Di antara para wisudawan dan senyum bangga keluarga, ada satu nama yang mencuri perhatian pada wisuda program sarjana dan sarjana terapan UGM, Kamis (27/11) lalu. Farras Ulinnuha, gadis asal Lampung ini baru saja lulus dari Program Studi Kedokteran kelas International Undergraduate Program (IUP) angkatan 2021, resmi menyandang gelar wisudawan termuda yang berhasil lulus di usia 19 tahun 8 bulan 17 hari. Padahal usia rata-rata 1.729 lulusan Program Sarjana adalah 22 tahun 6 bulan 15 hari.
Farras bercerita bahwa sejak ia duduk di bangku Sekolah Dasar, ia sudah mengenyam bangku sekolah lebih cepat dari teman-teman seusianya. Ia mengaku sempat mengikuti ujian nasional untuk masuk SMP saat ia masih kelas 5 SD bersama kakak kelasnya, kesempatan yang ketika itu masih diperbolehkan. “Di SD saya lulus 5 tahun, berlanjut ke SMP 3 tahun, dan kemudian saat SMA saya hanya menyelesaikan 2 tahun. Jadi Orang tua sangat bangga saya jadi wisudawan termuda,” tuturnya saat ditanyai wartawan, Kamis (4/12).
Memasuki jenjang perkuliahan di usia 16 tahun bukan hal yang mudah. Farras mengaku harus beradaptasi dengan lingkungan baru, budaya belajar yang berbeda, serta dinamika pertemanan dengan mahasiswa yang mayoritas lebih tua. Meski begitu, ia merasa beruntung karena lingkungan kedokteran UGM cukup inklusif dan membuatnya cepat menyesuaikan diri. “Di awal kuliah, penyesuaian berjalan tidak selalu mulus, tetapi perlahan saya menemukan ritme yang tepat,” kenangnya.

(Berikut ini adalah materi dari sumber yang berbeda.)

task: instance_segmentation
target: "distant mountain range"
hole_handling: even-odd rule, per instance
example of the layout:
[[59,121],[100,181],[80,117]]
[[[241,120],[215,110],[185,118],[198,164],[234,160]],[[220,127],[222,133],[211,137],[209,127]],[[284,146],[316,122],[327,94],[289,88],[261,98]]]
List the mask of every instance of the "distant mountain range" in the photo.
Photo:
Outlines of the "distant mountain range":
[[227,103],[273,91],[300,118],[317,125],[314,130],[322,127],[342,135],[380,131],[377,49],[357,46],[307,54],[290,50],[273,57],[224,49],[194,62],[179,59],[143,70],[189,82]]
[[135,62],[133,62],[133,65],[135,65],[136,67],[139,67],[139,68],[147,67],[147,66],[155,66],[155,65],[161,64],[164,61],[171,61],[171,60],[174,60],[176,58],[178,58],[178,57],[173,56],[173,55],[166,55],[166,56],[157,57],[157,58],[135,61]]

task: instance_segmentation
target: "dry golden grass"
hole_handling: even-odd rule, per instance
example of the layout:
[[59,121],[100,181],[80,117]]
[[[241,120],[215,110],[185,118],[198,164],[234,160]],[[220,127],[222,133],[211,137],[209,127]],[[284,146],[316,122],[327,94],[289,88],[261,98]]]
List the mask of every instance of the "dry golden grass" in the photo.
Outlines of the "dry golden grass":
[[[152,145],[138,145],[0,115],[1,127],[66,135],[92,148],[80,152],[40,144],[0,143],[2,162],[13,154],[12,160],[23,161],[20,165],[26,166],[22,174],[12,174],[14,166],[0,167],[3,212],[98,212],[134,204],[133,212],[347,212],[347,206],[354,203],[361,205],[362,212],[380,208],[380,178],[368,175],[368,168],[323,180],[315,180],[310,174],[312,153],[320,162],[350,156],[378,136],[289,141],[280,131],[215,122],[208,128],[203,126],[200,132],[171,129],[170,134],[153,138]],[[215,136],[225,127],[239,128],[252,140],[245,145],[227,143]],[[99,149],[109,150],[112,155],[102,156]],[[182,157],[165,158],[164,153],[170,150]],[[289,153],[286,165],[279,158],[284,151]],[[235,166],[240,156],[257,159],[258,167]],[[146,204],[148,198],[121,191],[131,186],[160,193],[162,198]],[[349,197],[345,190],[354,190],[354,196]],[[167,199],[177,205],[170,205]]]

Ketertarikannya pada dunia kedokteran tumbuh sejak kecil. Ia kerap menemani ibunya bekerja di rumah sakit dan membantu di klinik keluarga, membuatnya familiar dengan dunia medis. Ia berharap bisa melanjutkan profesi sebagai dokter dan kembali pulang ke Lampung untuk membantu masyarakat di sana. “Jadi dari dulu saya sudah familiar dengan dunia kedokteran. Saat tahu UGM, saya pikir saya bisa belajar disana dan ingin jadi dokter agar tingkat layanan kesehatan di Indonesia bisa lebih merata,” katanya.
Memasuki dunia kampus, Farras mencoba membangun keseimbangan dengan aktif berorganisasi di lingkungan fakultas. Ia bergabung dengan organisasi Asian Medical Students Association (AMSA) dan Center for Indonesian Medical Students Activities(CIMSA), ruang yang memberinya kesempatan mempelajari hal baru di luar kelas tanpa tekanan. Ia juga bercerita saat mengikuti preklinik dan belajar anatomi, ia dan temannya mendapat kesempatan masuk ke ruang operasi bersama seorang dokter ortopedi yang mengajar mereka. “Itu momen paling berharga. Saya kagum sekali, baru awal-awal kuliah, terus bisa lihat langsung bagaimana ruang Operasi Kecil bekerja,” kenangnya.
Farras berharap perjalanan yang ia lalui dapat menjadi penyemangat bagi mahasiswa lain. Ia percaya bahwa keberhasilan tidak selalu datang dari kecepatan, melainkan dari konsistensi dan keyakinan pada proses diri sendiri. Dalam usia yang masih sangat muda, ia berhasil menutup babak panjang pendidikan sarjananya dengan membawa harapan besar untuk masa depan dan rencana kembali mengabdi di tanah kelahirannya. “Semangat. Dulu aku juga sempat desperate, tapi sekarang Alhamdulillah bisa lulus. Intinya semua orang punya timeline-nya masing-masing, jadi tetap semangat dan lakukan yang terbaik,” pungkas Farras.